Fjord un film de Cristian Mungiu
Palme d’or et Prix œcuménique Cannes 2026, le dernier opus du réalisateur roumain Cristian Mungiu est un véritable sommet d’introspection culturelle, religieuse, éducative, institutionnelle et familiale dans le huis clos d’un fjord menacé en permanence par des avalanches. Un chef-d’œuvre absolument passionnant !

Le fjord dans toute sa glaciale omnipotence – Crédit : Le Pacte
Aujourd’hui, en Norvège. Dans une petite ville perdue au fin fond d’un fjord, arrive la famille Gheorghiu. Le couple élève ses cinq enfants dans le respect très strict de la religion protestante. Des ecchymoses à répétition sur le corps de la fille ainée, Elia, sont remarquées par la prof de gym de l’école. Un signalement est alors fait aux autorités locales. La machine juridico-institutionnelle norvégienne se met en route. Le résultat est foudroyant : les enfants sont enlevés derechef à leur famille, y compris le dernier-né, un bébé, et placés dans des familles d’accueil en attendant l’instruction d’un procès pour maltraitance. Ce dernier est le cœur du film. Mais celui-ci va bien plus loin que son rituel attendu. Il interroge profondément l’attitude de tout un chacun face aux problèmes d’éducation des enfants, soulignant ici la place du religieux et la notion même de « punition » qui s’y rattache dans le cas d’écarts éventuels quant aux Evangiles et aux dogmes qu’ils ont édifiés. Sans prendre le moins du monde parti pour tel ou tel camp, le réalisateur trace aussi le portrait glacial d’une institution norvégienne progressiste quant au sort des enfants. Procès en creux ? L’immense talent de Cristian Mungiu est de nous laisser entre deux eaux, face à nos vérités, nos choix, nos aspirations, nos doutes.
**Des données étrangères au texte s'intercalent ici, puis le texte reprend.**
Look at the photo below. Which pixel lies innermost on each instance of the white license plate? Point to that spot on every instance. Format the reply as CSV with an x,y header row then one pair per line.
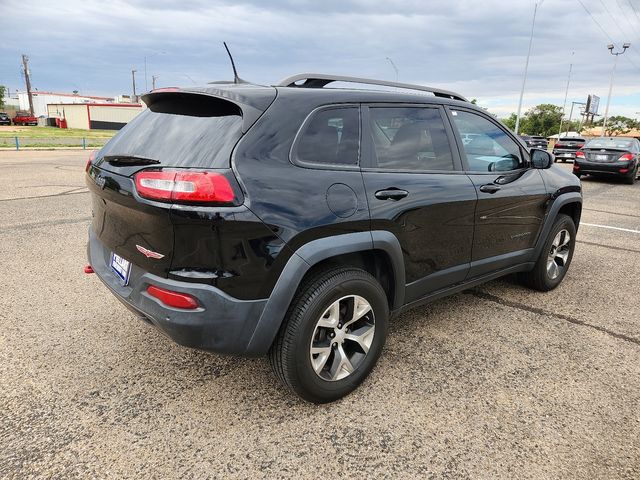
x,y
121,267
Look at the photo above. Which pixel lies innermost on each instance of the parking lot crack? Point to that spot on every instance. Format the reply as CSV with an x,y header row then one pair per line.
x,y
612,247
540,311
50,223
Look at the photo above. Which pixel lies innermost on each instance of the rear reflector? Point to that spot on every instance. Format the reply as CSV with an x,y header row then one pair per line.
x,y
173,299
184,186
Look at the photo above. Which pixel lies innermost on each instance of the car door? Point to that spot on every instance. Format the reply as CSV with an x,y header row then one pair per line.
x,y
512,197
416,189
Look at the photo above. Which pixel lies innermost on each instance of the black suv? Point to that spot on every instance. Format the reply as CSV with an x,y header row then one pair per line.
x,y
295,220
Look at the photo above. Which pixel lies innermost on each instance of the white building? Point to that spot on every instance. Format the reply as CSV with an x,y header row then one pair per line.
x,y
42,99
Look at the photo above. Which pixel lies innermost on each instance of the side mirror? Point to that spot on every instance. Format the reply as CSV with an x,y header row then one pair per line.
x,y
541,158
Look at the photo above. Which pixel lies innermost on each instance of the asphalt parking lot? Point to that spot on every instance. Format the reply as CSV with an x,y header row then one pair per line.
x,y
497,382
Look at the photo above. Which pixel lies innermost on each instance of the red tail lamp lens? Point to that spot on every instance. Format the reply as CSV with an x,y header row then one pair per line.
x,y
184,186
173,299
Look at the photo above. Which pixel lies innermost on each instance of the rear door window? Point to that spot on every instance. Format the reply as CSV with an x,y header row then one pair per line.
x,y
180,130
410,139
330,137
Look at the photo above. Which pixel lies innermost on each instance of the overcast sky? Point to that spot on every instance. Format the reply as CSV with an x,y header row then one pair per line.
x,y
477,48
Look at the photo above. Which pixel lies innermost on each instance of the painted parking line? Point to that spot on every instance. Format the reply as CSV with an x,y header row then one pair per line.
x,y
610,227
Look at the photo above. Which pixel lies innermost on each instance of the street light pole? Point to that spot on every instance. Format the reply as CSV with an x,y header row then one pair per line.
x,y
526,65
133,80
394,67
613,72
566,93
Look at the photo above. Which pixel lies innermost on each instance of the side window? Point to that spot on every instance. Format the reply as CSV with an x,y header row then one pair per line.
x,y
410,138
332,137
487,146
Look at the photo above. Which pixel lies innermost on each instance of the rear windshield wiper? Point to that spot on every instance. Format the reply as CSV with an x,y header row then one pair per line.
x,y
129,161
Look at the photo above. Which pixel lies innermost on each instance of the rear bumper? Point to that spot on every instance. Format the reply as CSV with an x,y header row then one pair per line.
x,y
222,323
612,168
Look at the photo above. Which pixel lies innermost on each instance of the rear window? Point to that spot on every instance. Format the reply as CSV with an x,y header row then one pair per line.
x,y
181,130
610,143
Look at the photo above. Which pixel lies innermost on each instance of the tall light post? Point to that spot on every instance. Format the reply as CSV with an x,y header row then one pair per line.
x,y
146,87
394,67
526,65
613,72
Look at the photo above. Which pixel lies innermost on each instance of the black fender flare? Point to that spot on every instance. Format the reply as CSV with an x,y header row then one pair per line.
x,y
558,203
306,257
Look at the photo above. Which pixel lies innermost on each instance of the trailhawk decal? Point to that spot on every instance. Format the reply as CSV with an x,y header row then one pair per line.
x,y
149,253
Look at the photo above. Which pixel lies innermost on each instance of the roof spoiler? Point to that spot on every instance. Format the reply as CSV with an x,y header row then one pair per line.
x,y
320,80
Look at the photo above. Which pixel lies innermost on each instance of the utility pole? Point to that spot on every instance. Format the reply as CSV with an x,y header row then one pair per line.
x,y
610,47
27,80
526,65
566,93
133,80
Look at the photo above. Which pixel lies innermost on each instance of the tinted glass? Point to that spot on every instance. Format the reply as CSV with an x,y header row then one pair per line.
x,y
181,131
626,143
487,146
410,139
332,137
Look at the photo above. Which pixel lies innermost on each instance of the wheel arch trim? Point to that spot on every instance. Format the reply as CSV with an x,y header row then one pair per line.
x,y
309,255
558,203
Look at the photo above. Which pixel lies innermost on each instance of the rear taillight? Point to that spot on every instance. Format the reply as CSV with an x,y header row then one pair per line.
x,y
173,299
92,157
185,186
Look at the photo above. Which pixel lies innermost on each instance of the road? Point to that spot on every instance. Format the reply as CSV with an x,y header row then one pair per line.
x,y
496,382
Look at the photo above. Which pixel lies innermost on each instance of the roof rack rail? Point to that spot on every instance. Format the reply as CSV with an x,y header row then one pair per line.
x,y
319,80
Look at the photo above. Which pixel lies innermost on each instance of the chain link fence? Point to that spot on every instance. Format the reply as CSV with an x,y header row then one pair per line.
x,y
18,142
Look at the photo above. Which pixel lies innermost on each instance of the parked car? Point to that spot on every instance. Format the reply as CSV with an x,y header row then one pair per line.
x,y
294,221
618,156
535,141
24,118
566,148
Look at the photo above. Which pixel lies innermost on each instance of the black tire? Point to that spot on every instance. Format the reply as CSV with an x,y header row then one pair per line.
x,y
540,278
290,354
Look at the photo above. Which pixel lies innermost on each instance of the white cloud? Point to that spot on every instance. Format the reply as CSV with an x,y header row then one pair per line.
x,y
476,48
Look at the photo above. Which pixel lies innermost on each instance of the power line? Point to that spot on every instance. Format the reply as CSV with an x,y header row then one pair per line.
x,y
604,32
595,21
634,10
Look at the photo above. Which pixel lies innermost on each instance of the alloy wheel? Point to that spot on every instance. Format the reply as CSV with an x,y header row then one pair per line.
x,y
342,338
558,254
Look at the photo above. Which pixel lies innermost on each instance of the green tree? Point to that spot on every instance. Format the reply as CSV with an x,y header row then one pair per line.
x,y
543,120
618,125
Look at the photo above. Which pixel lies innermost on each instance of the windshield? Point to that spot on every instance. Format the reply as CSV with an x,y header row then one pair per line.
x,y
624,143
181,131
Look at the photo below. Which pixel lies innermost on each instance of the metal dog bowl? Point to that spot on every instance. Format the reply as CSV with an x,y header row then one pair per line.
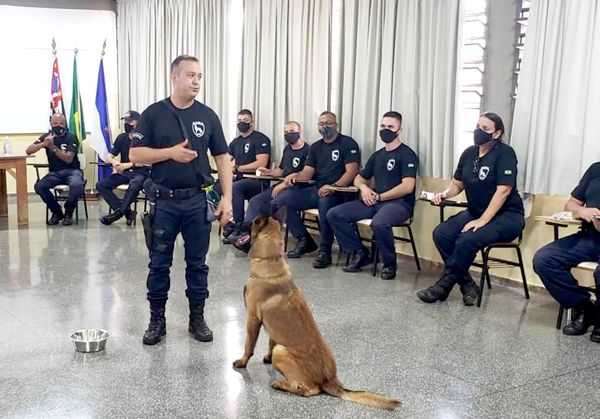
x,y
90,340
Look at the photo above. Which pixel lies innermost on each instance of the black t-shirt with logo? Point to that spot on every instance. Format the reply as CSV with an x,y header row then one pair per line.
x,y
121,147
66,142
244,150
292,161
588,191
390,167
329,160
482,175
158,127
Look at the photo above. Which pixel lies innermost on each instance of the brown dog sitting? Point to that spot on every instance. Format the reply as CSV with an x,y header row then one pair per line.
x,y
296,347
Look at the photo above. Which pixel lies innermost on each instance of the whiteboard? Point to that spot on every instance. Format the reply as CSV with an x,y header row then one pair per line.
x,y
26,64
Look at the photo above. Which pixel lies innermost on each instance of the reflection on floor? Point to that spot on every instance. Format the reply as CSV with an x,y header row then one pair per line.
x,y
505,359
Ces deux communautés à l’évidence ne peuvent communiquer, des traditions écrasantes formant un rempart infranchissable. Par contre, entre Elia et Noora, deux adolescentes de camps opposés, une lumière s’est allumée… Est-ce un vain espoir dans un avenir meilleur ? Le scénario n’offre pas de verdict final mais nous laisse à nos questionnements.
Côtoyant le fantastique, le fjord en lui-même, somptueusement filmé, est un personnage central de ce film, acteur des événements par ses colères, écho des conflits. La distribution est dominée par Sebastian Stan et Renate Reinsve, les parents en détresse mis au ban de cette micro-société. Un film tétanisant, tout en dialogues mesurés et en bruits signifiants (prise de son superlative).
Le sidérant coup de cœur de cette rentrée cinématographique.